Cilegon – Pembangkit listrik Ultra super Critical (USC) Jawa 9 dan 10 di Suralaya, Cilegon, mulai memasuki tahap operasi komersial, Rabu (8/10/2025). Proyek strategis nasional ini diklaim sebagai salah satu pembangkit USC termodern di Asia Tenggara.
Saat ini, sistem kelistrikan tengah dinormalisasi untuk memastikan operasional yang aman dan efisien.
PT Indo Raya Tenaga (IRT) mengembangkan USC Jawa 9 dan 10 untuk memperkuat ketahanan energi nasional, khususnya sistem kelistrikan Jawa-Bali.
“Fase ini merupakan bagian dari prosedur penting agar seluruh unit dapat beroperasi dengan aman, efisien, dan sesuai dengan standar lingkungan yang berlaku,” kata General Manager Pembangkit USC Jawa 9 dan 10, Steve Adrianto.

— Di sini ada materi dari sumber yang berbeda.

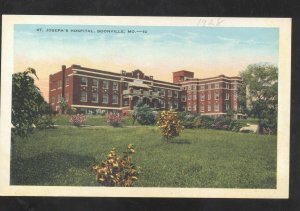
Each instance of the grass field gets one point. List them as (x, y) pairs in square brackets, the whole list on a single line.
[(198, 158), (92, 120)]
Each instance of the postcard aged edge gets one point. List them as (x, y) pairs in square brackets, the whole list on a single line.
[(284, 25)]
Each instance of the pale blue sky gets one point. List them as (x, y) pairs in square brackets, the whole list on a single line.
[(162, 50)]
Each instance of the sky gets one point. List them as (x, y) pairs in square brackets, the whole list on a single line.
[(155, 50)]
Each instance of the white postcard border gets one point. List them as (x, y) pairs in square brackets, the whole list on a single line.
[(284, 90)]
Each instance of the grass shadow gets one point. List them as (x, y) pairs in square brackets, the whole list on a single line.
[(47, 168), (180, 141)]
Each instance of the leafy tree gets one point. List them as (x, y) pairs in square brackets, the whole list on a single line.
[(143, 114), (259, 94), (27, 102), (63, 104), (169, 124)]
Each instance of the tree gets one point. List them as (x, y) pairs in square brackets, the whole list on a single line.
[(27, 102), (143, 114), (259, 94), (63, 104)]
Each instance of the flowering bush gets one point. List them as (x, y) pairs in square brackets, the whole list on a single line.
[(169, 124), (78, 119), (117, 171), (114, 120)]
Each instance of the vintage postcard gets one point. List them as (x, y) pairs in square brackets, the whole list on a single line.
[(145, 106)]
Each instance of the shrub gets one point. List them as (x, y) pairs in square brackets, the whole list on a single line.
[(190, 120), (169, 124), (71, 111), (116, 170), (143, 114), (26, 102), (100, 112), (114, 120), (78, 119), (45, 122)]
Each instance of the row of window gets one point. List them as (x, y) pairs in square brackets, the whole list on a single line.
[(209, 86), (164, 92), (105, 85), (215, 108), (217, 96), (59, 97), (59, 83), (95, 98), (95, 83)]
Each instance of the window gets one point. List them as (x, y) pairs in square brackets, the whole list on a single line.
[(217, 95), (202, 107), (176, 104), (195, 96), (105, 98), (83, 81), (195, 107), (227, 96), (59, 83), (202, 96), (115, 99), (216, 106), (59, 96), (105, 84), (126, 101), (176, 93), (235, 85), (227, 106), (235, 95), (125, 85), (95, 98), (67, 97), (53, 99), (235, 105), (115, 85), (95, 83), (83, 96), (208, 107)]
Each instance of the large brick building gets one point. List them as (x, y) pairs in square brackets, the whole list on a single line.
[(89, 90)]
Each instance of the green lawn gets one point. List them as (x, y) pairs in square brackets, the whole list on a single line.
[(92, 120), (198, 158)]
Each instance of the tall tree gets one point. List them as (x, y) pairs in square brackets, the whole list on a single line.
[(27, 102), (260, 91)]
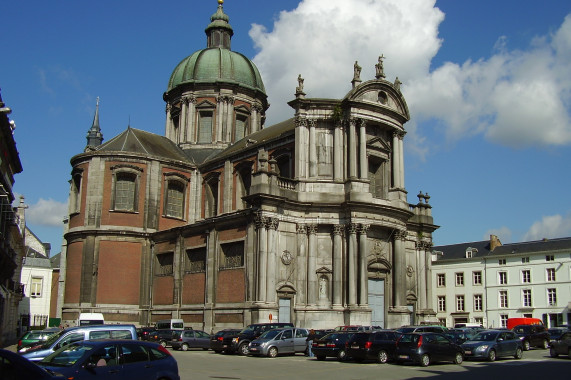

Pembangkit berkapasitas total 2 x 1.000 megawatt (MW) ini akan menambah pasokan listrik yang stabil dan andal bagi pelaku usaha, kawasan industri, dan masyarakat luas di Pulau Jawa, termasuk Jakarta dan sekitarnya.
USC Jawa 9 dan 10 menjadi pionir pembangkit USC di Indonesia dengan teknologi Selective Catalytic Reduction (SCR) untuk mengendalikan NOx pada boiler USC.
Teknologi SCR mengurangi gas buang berbahaya, terutama oksida nitrogen (NOx), dan mendukung transisi energi ke net zero emission.
Pembangkit ini juga dilengkapi Flue Gas Desulfurization (FGD) untuk mengurangi emisi sulfur dioksida, serta Electrostatic Precipitator (ESP) untuk menyaring partikel halus dari gas buang.
“Kita berharap upaya ini tetap berlanjut dalam tahapan operasionalnya,” pungkas Steve Adrianto.